For a disclosure to be voluntary, the company must disclose to CES the potentially willful conduct at issue prior to an imminent threat of government investigation, within a reasonably prompt time after becoming aware of the offense, and must disclose all relevant facts known to it at the time of the disclosure, including the identities of any individuals who were involved in the violations. The self-disclosure must be to the DOJ; if a company uncovers willful misconduct and only reports the violations to either BIS or OFAC, the company is not eligible for the voluntary self-disclosure benefits for any violations that are determined to meet the criminal intent standard of knowing and willful conduct.
The new policy also requires businesses to implement robust compliance programs to receive remediation credit, in addition to analyzing the causes of the underlying conduct and disciplinary actions against the employees involved in violations.
The updated Voluntary Self-Disclosure Policy establishes a presumption that, when companies self-disclose a violation of U.S. export controls and sanction laws, the company will receive a non-prosecution agreement and will not pay a fine, unless aggravating factors exist that make the violation particularly egregious. Aggravating factors include:
exports of items controlled for nuclear nonproliferation or missile technology reasons to a proliferator country;
exports of items known to be used in the construction of weapons of mass destruction;
exports to a Foreign Terrorist Organization or Specially Designated Global Terrorist;
exports of military items to a hostile foreign power;
repeated violations, including similar administrative or criminal violations in the past; and
knowing involvement of upper management in the criminal conduct.
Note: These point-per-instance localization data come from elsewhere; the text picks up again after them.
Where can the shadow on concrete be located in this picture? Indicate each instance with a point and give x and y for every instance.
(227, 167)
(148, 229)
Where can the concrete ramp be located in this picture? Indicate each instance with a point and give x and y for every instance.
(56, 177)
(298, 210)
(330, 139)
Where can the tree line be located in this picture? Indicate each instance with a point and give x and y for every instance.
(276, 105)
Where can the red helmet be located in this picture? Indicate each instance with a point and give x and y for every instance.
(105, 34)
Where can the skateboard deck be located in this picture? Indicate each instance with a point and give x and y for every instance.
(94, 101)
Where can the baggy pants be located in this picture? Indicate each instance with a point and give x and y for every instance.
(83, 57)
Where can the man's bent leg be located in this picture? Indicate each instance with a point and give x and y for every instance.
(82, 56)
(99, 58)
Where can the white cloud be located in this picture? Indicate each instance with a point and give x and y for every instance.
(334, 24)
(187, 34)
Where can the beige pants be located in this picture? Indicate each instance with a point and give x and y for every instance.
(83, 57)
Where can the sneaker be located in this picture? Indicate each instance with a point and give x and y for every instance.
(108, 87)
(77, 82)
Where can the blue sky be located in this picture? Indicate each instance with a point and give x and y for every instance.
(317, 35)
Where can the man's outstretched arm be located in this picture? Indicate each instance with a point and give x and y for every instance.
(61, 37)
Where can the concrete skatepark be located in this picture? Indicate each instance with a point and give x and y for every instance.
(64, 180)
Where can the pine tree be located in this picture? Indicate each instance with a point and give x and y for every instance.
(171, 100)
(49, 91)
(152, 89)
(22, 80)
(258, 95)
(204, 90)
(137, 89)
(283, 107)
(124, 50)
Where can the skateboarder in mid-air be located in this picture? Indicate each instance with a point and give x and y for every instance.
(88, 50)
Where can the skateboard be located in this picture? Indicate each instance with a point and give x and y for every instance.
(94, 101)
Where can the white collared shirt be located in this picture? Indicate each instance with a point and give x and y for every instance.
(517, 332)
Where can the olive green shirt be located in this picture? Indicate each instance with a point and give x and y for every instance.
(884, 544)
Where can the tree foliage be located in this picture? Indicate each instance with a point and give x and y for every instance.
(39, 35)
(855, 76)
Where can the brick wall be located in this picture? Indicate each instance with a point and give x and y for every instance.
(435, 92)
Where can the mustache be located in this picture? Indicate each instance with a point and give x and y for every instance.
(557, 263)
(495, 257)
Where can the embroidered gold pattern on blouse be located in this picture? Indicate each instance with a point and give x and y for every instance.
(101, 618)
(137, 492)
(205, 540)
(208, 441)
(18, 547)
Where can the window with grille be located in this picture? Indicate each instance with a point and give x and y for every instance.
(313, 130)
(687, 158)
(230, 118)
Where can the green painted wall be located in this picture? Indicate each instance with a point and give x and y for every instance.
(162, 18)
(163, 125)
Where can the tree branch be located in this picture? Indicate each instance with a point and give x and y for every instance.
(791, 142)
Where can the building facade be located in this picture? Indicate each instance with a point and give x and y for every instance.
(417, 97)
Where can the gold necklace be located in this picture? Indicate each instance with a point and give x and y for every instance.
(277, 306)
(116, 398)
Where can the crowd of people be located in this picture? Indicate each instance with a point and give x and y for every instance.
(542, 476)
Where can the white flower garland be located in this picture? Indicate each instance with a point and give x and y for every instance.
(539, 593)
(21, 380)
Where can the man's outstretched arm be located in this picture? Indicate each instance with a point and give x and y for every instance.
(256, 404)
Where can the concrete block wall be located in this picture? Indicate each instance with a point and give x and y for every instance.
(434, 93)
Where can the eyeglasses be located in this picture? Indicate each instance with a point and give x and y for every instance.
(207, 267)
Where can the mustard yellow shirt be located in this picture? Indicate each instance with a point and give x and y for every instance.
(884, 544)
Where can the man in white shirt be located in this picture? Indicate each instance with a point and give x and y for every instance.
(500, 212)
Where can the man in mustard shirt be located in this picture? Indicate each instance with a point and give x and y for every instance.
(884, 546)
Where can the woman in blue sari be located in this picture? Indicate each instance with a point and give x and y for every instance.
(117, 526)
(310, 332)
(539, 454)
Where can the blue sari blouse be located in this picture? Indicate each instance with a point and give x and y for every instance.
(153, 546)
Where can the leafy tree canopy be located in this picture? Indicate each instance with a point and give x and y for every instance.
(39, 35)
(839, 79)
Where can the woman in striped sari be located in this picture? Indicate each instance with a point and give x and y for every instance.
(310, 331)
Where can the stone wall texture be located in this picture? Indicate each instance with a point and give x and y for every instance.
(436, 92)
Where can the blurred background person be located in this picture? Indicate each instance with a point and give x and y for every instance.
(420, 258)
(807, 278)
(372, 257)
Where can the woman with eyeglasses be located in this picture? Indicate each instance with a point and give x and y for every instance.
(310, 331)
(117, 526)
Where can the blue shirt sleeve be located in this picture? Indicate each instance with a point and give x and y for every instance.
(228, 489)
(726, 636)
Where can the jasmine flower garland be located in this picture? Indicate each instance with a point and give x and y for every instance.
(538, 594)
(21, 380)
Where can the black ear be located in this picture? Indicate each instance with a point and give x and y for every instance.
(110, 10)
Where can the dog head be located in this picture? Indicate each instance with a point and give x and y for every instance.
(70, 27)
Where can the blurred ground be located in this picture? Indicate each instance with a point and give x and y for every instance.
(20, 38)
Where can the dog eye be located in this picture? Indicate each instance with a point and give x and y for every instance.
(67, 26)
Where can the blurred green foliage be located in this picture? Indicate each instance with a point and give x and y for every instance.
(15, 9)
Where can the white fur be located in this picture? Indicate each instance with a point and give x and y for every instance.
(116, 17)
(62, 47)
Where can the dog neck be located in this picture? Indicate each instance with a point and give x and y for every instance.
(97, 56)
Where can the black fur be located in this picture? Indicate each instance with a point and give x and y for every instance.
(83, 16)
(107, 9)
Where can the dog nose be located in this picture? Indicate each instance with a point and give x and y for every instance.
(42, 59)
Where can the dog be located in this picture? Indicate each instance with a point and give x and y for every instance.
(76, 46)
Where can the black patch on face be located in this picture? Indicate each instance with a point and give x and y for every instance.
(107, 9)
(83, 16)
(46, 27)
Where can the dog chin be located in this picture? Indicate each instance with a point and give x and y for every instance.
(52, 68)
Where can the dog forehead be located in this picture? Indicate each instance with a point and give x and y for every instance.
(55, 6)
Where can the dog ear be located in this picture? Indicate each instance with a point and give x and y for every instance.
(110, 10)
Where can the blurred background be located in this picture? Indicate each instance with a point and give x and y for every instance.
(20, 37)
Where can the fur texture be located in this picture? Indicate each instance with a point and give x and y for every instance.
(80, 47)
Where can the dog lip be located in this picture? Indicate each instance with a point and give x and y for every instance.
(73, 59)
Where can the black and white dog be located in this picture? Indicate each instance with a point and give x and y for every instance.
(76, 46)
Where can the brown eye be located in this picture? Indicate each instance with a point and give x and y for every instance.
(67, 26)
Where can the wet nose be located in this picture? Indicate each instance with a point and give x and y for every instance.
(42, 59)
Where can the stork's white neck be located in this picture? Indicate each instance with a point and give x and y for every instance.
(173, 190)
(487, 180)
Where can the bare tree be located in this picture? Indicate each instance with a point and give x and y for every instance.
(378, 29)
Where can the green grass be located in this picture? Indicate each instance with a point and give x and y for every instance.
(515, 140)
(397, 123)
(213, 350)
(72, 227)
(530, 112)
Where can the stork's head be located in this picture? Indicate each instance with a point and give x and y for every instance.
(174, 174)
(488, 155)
Even if aggravating factors exist, businesses will receive dramatically lessened criminal penalties if they voluntarily disclose violations. If a deferred prosecution agreement or guilty plea is required in light of the circumstances, the new policy directs the DOJ:
to recommend a fine that is at least 50 percent less than it would otherwise receive, which will be capped at an amount equal to gross gain or gross loss from the violation; and to not require appointment of a compliance monitor if the company has implemented an effective compliance program.
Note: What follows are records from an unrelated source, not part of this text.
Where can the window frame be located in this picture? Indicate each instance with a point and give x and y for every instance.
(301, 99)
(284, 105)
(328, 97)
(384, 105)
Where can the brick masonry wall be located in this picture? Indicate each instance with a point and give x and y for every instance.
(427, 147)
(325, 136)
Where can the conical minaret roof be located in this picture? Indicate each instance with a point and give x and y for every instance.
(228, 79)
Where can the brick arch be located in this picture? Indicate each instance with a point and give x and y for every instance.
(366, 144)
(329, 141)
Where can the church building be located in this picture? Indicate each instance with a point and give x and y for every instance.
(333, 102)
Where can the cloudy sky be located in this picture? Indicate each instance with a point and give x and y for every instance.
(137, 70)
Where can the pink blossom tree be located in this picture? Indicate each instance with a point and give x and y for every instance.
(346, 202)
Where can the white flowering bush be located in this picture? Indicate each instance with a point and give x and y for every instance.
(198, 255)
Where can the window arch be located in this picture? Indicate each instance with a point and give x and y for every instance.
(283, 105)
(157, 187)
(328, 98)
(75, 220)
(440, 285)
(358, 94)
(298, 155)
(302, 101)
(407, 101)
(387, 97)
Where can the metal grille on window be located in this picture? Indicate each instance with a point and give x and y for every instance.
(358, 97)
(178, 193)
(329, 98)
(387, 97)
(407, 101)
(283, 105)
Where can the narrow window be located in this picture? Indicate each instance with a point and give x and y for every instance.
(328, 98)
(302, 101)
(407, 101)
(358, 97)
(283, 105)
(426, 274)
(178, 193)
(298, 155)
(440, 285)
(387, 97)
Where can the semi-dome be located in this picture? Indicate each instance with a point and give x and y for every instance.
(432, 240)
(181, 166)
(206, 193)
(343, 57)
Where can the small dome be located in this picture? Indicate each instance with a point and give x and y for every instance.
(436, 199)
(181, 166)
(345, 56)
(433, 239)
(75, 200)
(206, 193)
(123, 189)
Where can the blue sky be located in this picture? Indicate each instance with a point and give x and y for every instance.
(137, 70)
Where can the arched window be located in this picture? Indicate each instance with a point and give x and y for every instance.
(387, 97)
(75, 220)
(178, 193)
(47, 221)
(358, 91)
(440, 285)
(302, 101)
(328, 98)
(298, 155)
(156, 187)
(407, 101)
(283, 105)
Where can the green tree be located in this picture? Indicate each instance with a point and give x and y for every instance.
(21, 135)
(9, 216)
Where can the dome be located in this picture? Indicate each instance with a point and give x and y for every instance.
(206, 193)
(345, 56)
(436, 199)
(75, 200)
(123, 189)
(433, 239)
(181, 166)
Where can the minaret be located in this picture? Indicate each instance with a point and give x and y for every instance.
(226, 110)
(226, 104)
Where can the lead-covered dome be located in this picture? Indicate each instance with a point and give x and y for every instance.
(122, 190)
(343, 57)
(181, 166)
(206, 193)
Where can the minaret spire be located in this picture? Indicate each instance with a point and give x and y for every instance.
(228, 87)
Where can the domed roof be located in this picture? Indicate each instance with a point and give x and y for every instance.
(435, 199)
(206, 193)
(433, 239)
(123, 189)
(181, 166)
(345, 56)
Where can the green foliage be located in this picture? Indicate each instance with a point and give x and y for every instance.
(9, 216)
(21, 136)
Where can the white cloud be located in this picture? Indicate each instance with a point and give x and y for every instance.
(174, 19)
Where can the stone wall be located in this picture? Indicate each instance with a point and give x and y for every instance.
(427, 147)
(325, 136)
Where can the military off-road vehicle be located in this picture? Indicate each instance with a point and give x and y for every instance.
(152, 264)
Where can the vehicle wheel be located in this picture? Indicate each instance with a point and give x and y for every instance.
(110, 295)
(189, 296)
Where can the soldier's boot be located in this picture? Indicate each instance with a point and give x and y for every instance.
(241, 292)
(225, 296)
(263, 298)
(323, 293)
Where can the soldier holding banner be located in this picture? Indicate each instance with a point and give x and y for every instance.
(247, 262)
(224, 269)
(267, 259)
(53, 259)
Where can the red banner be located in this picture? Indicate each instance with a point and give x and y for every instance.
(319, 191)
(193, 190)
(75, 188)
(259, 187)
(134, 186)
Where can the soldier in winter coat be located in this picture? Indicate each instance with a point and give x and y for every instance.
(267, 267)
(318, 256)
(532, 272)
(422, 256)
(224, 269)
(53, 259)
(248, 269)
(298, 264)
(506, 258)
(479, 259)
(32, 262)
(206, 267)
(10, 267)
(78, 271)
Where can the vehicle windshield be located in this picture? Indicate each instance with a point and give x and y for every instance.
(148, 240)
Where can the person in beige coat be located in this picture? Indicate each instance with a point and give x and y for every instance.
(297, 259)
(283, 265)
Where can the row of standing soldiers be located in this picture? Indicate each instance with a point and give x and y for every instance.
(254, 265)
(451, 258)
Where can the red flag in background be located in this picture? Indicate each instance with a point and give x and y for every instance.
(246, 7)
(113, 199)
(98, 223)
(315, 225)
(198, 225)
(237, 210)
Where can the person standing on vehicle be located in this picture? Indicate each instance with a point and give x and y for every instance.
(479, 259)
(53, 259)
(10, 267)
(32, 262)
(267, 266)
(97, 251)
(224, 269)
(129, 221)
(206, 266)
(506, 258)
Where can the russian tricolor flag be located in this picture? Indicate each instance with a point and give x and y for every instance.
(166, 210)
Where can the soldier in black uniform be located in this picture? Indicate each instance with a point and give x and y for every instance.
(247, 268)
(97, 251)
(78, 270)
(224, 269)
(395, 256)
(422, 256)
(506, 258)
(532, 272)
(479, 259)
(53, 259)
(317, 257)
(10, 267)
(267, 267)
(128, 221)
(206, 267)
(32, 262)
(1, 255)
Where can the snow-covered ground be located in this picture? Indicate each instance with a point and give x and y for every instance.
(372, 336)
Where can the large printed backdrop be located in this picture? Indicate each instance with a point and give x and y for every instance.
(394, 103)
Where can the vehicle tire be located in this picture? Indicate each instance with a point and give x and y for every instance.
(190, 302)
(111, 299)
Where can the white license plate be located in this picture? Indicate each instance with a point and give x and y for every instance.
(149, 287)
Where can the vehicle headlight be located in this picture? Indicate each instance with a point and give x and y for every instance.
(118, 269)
The updated requirements for voluntary disclosure now mirror similar guidelines from the DOJ in providing voluntary self-disclosure benefits to businesses that disclose violations of the Foreign Corrupt Practices Act (“FCPA”), which were revised in November 2019. As in the NSD export controls and sanctions Voluntary Self-Disclosure Policy, the FCPA policy requires voluntary self-disclosure, cooperation, and remediation. According to DOJ, the dual revisions reflect “an effort to standardize, to the extent possible, DOJ voluntary disclosure policies,” underscoring how these subject matters overlap.
While businesses receive substantial benefits under these polices, they are structured in such a way that preemptive and prompt action, as well as full cooperation and comprehensive remediation measures, are necessary to avoid significant criminal penalties for violations. The policy also is intended to encourage companies to bring problematic individual conduct to the attention of DOJ for potential prosecution in exchange for lenient treatment of the company consistent with policy revisions to the principles of federal prosecution of business organizations announced by then Deputy Attorney General Rod Rosenstein in late 2018. Accordingly, companies that discover potentially willful violations of U.S. export controls or sanctions laws should therefore carefully assess the value and potential risks of immediate action to voluntarily self-disclose pursuant to the updated policy.